На пути к выходу Хольт спросила тюремного надзирателя:
— Как себя чувствует Монссон?
— Что вы с ним сделали? — поинтересовался надзиратель и широко улыбнулся. — Недавно, собираясь в сортир, он, казалось, совсем отключился. Даже свалился, прежде чем я успел его подхватить.
— И что вы об этом думаете?
— Лучшая игра из всего виденного мной ранее. Посмотреть на него, так просто умирает. Достоин «Оскара».

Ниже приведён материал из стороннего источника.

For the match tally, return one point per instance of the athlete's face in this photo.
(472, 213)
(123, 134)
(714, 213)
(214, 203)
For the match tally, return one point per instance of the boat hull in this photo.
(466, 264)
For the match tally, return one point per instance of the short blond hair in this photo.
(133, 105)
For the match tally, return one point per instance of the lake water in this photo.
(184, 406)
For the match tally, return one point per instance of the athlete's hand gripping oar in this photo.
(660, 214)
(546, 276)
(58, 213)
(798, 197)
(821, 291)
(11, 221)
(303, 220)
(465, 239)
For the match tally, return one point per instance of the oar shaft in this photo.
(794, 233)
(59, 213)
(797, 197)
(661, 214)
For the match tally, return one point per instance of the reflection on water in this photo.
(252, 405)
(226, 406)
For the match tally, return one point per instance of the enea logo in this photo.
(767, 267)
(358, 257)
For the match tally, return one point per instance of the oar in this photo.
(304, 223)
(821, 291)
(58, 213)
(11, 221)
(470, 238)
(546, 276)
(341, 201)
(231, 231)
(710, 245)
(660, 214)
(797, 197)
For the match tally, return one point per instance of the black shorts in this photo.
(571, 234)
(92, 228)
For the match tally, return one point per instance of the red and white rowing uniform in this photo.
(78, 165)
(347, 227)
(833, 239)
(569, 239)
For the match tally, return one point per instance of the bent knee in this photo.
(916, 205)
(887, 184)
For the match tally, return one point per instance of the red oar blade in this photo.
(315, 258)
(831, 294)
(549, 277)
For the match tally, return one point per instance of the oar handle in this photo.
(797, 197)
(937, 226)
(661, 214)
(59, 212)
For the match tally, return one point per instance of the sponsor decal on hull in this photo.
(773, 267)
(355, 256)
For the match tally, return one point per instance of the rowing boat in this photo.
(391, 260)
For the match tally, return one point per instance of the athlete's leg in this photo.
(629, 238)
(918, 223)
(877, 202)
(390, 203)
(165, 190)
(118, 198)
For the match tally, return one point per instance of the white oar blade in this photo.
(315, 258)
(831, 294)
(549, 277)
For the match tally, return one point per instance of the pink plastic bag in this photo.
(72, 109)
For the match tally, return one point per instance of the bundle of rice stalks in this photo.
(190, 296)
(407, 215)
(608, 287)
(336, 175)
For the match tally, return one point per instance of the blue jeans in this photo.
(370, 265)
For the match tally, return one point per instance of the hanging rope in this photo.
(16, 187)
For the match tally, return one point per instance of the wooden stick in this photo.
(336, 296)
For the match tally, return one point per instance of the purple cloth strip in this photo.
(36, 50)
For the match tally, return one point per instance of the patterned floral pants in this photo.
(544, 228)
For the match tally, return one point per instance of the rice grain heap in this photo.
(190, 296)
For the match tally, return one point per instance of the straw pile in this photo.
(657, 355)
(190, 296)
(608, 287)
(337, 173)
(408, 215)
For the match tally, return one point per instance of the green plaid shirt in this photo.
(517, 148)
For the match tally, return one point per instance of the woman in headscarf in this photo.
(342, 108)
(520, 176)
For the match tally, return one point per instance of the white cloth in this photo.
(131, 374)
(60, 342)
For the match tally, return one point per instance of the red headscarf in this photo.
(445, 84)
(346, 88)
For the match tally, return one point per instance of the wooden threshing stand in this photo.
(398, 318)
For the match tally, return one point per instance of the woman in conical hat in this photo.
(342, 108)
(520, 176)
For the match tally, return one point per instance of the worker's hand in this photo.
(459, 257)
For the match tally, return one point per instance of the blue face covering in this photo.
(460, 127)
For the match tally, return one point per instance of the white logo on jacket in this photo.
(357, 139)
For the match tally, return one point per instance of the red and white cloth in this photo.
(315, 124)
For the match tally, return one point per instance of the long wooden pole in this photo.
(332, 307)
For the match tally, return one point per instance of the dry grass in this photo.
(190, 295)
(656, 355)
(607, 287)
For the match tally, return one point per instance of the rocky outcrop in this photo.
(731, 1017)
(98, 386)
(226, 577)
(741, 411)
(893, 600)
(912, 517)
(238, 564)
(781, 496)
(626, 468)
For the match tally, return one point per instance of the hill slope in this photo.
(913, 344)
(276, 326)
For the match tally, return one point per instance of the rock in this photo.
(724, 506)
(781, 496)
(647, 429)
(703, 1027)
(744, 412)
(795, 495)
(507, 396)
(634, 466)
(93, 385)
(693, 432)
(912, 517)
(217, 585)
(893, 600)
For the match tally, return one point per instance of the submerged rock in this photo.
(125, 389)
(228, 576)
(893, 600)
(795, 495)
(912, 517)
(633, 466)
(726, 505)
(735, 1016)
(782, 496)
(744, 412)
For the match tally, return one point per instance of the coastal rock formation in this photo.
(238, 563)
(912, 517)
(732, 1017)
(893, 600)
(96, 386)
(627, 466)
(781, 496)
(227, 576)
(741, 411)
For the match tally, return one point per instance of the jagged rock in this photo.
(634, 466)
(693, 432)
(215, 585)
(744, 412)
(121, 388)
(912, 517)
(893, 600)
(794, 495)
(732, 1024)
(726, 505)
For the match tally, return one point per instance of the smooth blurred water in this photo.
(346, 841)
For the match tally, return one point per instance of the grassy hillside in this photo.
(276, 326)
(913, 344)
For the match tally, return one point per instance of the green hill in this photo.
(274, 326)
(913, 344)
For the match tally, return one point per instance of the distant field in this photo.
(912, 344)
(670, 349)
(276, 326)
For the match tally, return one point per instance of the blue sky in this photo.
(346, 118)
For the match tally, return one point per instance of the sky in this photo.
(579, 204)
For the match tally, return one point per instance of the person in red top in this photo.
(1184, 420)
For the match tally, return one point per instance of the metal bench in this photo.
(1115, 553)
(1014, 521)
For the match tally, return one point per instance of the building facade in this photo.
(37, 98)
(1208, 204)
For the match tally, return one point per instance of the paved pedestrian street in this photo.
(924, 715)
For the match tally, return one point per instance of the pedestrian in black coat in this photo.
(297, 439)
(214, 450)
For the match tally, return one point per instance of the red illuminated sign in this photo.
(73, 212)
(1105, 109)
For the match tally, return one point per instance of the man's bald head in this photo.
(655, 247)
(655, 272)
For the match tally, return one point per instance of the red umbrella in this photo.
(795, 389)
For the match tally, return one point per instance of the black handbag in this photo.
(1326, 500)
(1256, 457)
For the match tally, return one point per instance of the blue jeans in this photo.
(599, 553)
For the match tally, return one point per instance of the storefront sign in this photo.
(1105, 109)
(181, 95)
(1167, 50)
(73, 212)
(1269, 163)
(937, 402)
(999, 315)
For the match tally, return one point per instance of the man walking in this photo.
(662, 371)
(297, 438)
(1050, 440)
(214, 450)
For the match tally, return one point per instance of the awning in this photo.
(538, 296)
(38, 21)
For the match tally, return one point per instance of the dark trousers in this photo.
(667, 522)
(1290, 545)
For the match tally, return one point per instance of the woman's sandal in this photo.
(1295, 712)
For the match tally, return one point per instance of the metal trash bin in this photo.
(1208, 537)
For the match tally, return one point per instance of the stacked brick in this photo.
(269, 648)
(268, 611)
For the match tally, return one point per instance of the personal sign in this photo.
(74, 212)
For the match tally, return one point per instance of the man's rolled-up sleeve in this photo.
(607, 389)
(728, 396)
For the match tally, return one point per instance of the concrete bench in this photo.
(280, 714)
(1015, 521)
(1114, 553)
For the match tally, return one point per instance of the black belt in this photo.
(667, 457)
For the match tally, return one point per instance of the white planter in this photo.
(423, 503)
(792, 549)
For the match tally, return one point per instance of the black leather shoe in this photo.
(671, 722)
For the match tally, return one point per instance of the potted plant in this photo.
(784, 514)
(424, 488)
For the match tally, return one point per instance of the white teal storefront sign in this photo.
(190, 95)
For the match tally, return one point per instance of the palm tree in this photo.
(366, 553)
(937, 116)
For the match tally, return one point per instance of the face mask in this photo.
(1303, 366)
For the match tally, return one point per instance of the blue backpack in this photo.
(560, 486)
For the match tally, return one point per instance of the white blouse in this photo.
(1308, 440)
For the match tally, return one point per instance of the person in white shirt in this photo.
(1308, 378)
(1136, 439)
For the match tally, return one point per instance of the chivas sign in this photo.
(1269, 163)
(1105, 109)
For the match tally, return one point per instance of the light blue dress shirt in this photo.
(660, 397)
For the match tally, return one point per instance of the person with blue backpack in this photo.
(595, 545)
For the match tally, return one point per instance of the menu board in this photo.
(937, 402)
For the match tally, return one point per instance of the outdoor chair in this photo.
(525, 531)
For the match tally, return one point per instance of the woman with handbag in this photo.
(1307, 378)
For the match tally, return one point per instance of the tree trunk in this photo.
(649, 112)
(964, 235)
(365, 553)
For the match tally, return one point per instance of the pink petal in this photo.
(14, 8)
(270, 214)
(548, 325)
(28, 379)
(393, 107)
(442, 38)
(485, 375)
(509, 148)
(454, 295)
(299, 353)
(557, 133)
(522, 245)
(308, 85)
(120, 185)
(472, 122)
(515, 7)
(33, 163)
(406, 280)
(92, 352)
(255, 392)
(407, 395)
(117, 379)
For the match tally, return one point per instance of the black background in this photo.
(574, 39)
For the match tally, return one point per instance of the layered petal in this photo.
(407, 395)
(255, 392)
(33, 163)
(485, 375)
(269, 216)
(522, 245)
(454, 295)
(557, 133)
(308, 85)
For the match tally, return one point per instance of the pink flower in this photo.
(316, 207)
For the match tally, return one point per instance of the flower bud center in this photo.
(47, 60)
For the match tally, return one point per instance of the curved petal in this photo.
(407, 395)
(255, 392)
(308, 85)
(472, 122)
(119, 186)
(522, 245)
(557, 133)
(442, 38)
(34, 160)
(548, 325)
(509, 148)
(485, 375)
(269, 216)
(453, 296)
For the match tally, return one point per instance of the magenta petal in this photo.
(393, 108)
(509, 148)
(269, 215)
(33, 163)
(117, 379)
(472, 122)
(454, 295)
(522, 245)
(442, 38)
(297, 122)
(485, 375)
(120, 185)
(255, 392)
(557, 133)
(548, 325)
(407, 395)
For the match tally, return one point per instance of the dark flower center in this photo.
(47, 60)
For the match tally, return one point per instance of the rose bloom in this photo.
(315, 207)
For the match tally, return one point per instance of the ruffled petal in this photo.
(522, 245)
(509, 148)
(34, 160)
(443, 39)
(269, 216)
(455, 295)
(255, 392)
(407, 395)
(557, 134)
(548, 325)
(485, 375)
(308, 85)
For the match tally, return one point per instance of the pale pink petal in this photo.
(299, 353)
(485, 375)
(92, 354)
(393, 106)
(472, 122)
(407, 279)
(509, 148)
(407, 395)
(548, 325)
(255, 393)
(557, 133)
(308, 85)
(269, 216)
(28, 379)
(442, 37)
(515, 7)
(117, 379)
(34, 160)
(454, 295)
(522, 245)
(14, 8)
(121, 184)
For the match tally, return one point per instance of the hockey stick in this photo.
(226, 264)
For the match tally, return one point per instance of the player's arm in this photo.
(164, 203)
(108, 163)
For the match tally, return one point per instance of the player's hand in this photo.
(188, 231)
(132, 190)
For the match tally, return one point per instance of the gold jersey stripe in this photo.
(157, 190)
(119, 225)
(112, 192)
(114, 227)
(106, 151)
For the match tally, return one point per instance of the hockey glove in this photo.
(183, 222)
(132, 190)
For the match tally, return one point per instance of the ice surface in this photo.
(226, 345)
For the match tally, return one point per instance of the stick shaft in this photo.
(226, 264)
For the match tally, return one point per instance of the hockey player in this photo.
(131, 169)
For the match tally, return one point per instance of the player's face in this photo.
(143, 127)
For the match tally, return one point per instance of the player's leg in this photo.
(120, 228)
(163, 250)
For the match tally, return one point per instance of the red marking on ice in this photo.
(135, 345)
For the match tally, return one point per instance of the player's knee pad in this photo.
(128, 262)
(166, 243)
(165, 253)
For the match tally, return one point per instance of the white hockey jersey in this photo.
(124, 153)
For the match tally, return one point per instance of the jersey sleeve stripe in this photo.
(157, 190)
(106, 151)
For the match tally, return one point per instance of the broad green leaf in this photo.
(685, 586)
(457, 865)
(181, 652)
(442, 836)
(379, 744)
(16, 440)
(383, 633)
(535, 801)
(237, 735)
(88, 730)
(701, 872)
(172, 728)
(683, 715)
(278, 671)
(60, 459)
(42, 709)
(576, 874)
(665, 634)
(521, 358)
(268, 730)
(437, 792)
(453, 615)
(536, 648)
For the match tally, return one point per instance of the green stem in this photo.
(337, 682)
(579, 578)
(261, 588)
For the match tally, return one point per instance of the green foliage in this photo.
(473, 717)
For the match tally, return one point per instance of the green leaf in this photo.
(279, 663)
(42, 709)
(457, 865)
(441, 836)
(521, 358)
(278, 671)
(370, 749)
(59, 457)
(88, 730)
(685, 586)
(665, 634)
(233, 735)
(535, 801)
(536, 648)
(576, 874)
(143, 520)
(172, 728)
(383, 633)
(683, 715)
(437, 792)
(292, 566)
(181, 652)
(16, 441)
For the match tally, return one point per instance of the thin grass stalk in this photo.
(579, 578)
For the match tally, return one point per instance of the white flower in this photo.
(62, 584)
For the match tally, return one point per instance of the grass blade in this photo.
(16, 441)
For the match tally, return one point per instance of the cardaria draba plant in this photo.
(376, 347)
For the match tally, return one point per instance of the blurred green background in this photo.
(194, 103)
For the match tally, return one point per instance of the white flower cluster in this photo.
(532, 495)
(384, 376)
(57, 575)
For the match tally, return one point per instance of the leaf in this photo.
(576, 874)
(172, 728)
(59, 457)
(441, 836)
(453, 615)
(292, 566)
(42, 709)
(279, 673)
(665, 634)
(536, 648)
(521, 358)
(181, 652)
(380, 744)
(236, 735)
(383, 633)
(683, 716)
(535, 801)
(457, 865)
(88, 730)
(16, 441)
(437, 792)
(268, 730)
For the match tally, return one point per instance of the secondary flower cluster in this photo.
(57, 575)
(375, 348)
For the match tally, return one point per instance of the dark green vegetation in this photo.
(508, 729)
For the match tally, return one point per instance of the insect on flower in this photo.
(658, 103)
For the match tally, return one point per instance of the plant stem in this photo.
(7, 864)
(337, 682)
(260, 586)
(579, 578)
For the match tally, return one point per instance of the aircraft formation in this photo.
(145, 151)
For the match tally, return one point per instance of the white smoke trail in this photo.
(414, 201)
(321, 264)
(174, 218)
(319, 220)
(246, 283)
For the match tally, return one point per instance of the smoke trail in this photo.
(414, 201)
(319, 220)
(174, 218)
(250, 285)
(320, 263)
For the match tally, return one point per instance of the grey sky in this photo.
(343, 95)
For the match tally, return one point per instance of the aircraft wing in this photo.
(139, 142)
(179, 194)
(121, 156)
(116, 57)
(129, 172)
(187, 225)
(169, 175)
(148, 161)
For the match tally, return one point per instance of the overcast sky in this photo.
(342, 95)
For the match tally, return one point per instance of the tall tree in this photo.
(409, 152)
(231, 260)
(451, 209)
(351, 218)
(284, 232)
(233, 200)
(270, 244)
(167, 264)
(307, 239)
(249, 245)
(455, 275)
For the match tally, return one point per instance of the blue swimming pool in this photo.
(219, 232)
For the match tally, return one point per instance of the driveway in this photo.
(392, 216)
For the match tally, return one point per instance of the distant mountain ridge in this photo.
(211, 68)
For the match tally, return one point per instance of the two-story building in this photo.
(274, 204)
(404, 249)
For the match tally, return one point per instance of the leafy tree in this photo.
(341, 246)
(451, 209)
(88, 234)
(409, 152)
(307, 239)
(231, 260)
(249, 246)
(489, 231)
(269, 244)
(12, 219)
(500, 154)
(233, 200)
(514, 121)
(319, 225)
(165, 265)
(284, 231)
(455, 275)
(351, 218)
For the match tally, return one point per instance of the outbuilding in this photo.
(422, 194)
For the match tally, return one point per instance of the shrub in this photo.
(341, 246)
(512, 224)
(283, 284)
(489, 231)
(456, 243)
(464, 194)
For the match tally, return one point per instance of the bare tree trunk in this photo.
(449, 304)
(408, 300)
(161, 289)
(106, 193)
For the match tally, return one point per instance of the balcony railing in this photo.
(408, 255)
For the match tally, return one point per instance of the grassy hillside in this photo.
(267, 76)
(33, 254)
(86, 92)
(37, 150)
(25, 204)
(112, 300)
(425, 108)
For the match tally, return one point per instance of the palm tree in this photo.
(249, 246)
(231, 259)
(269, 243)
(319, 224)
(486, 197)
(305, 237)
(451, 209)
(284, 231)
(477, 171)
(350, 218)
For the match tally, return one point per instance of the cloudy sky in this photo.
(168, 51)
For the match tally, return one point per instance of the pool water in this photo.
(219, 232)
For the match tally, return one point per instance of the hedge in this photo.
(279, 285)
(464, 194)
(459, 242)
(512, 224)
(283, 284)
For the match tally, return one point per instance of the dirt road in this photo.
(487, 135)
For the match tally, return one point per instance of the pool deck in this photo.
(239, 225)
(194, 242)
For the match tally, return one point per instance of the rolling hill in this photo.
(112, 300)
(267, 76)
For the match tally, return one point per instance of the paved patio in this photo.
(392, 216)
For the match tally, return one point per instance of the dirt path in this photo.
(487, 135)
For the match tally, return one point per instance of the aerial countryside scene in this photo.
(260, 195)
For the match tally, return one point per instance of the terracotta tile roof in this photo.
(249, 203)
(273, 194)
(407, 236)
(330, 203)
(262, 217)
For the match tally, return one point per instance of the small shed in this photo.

Под вечер, собираясь отправиться в отель, Анна Хольт обнаружила бумагу на доске объявлений, которая, казалось бы, не имела никакого отношения к их расследованию.
Это была страница из протокола опроса журналистки, написавшей заявление на коллегу Бекстрёма с обвинением в сексуальном домогательстве.
Беседовавший с потерпевшей коллега из полиции Векшё, судя по всему, и раньше занимался подобными делами. Помимо всего прочего он прекрасно представлял, сколь большое внимание прокуроры и суды уделяют разнице между небрежно наброшенной одеждой или неполным одеянием и наготой, за которой стоял сексуальный и непристойный умысел.
— Ты заметила, была ли у него эрекция, когда он стащил с себя полотенце? — спросил дознаватель.
Неясно, по словам потерпевшей. Во-первых, она особо не присматривалась. А во-вторых, закричала и потребовала вести себя по-человечески.
— Что-то ведь, наверное, ты все равно видела? — настаивал дознаватель, зная, какое решающее значение это имеет для возможности пробраться сквозь игольное ушко в зал суда.
— У него все выглядело как обычная сосиска, — сказала потерпевшая. — Скрюченная сосиска, — уточнила она.